RE: Quantum theory of measurement

From: Hal Finney <hal.domain.name.hidden>
Date: Wed, 12 Oct 2005 11:59:39 -0700 (PDT)

Ben Goertzel writes:
> Hal,
> > It won't make any difference, because the CC is not used in the way you
> > imagine. It doesn't have to produce a record and it doesn't have to erase
> > any records.
>
> OK, mea culpa, maybe I misunderstood the apparatus and it was not the CC
> that records
> things, but still the records
> could be kept somewhere, and one can ask what would happen if the records
> were
> kept somewhere else (e.g. in a macroscopic medium). No?

I don't think this makes sense, at least I can't understand it.


> > The point is, there is no change to the s photon when we put the polarizer
> > over by p. Its results do not visibly change from non-interference
> > to interference, as the web page might imply. (If that did happen,
> > we'd have the basis for a faster than light communicator.) No, all
> > that is happening is that we are choosing to throw out half the data,
> > and the half we keep does show interference.
>
> Yes but we are choosing which half to throw out in a very peculiar way --
> i.e. we are throwing it out by "un-happening" it after it happened,
> by destroying some records that were only gathered after the events
> recorded in the data already happened...

You have to try to stop thinking of this in mystical terms. IMO people
present a rather prosaic phenomenon in a misleading and confusing way,
and this is giving you an incorrect idea. Nothing is un-happening.
No records are destroyed after they were gathered.

Forget that anybody told you this was a "quantum eraser" and think
about what really happens. When all the polarizers are in place, half
of the p photons get eaten and half get through. This gives us a way
to split up the s measurements into two halves. It turns out that each
half independently shows interference, but that the two interference
patterns are the opposite of each other. When you combine the two halves
back together, the peaks of one half fill in the valleys of the other,
and the data set as a whole shows no interference.

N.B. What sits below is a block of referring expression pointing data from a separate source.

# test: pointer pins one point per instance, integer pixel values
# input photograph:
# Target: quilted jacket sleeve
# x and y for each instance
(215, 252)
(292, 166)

Look at it concretely as it might happen in the lab. We record a bunch
of s measurements and also record whether we get a coincidence with a p
photon getting through, in the CC. Maybe we write a little check mark
next to the s measurements where there was a p photon coincidence.

We go through afterwards to analyze the data. If we just plot all
the s measurements we see a smooth curve, no interference. Now we
go through and cross off the ones where there was no p coincidence.
We cross off s measurement number 1, then numbers 3 and 4, then 5, 7,
10 through 12, and so on. When we plot the remaining measurements,
now we see an interference pattern.

In other words, the coincidence with the p photon identifies a subset
of the s measurements which shows interference. The total collection
of s measurements still shows no interference.

There is no real "erasing" going on. Whoever coined the term "quantum
eraser" was a master of public relations, but unfortunately he confused
millions of lay people into getting the wrong idea about the physics.